There's definitely a change happening with memory and knowledge, but it's not as straight forward as you make it seem here.
In the past, knowing something, having knowledge, meant being able to recall the fact (and understand it etc, of course). Now, knowledge is not knowledge about the thing but knowledge of how to find out about the the thing.
If you know where to find out about something, you can defer actually knowing it until you need it. The memory 'space' required to recall where to find out about something is much lower than that required to hold the information at that location in your head.
By reducing the amount of memory needed to be able to know about a thing, we can fill that gap with knowledge about where to find out about other things. We've essentially outsourced our knowledge about things that can be found online, and replaced them with meta-knowledge about how to find it, and massively increased the amount of things we can know about at the same time.

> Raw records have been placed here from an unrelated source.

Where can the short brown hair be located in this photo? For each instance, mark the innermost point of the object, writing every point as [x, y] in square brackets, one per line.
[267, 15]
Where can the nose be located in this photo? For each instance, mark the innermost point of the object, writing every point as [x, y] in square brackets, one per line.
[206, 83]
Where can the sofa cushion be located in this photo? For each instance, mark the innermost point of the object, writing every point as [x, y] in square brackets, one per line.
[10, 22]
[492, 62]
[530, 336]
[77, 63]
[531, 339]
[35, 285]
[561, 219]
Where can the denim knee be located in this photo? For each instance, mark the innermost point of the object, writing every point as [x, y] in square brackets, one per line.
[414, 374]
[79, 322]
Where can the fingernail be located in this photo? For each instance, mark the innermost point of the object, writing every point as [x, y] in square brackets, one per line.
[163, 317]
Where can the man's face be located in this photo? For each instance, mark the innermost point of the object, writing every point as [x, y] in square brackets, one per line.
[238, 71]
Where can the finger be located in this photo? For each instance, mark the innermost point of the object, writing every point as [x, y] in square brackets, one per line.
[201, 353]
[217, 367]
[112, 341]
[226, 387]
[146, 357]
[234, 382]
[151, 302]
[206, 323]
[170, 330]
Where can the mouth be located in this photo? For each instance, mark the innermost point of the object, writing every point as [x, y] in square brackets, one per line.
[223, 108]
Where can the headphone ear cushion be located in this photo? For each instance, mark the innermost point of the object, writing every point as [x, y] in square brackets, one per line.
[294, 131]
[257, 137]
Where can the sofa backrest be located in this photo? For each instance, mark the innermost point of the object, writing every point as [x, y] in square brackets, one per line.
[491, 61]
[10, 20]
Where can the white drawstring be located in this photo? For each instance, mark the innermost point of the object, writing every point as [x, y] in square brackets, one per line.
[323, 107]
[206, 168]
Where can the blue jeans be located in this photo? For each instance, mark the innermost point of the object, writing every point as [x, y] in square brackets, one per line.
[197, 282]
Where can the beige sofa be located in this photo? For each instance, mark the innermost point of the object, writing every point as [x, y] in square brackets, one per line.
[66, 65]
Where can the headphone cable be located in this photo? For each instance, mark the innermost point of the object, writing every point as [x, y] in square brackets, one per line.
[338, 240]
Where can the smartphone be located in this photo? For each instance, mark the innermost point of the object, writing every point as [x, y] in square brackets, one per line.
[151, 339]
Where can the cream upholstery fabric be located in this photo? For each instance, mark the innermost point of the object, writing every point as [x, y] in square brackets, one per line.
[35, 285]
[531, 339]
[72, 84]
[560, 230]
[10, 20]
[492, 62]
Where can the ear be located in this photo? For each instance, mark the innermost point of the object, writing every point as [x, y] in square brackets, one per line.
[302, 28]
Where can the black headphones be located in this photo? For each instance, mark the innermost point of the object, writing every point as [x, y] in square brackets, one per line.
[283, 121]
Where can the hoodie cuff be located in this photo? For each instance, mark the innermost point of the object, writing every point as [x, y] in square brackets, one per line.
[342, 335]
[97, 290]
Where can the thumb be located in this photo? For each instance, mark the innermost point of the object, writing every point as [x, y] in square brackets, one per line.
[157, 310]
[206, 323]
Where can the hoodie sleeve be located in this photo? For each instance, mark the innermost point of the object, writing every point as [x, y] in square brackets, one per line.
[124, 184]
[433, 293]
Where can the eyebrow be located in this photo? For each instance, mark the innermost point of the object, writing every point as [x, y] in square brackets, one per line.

I don't think this is necessarily a bad thing, except for the fact that information online is transient. If there is one authoritative source for a piece of knowledge and that knowledge disappears, then in this new model, you no longer 'know' about it. And worse, you might not even know that you don't know it, because you don't go regularly checking that all the places you think you can find things are still there. It's only when you do the search when you need it that you find it's gone and then you're fucked. And this isn't just you, it's everyone who outsourced their knowledge of that information to that single source - they've all now 'forgotten' it.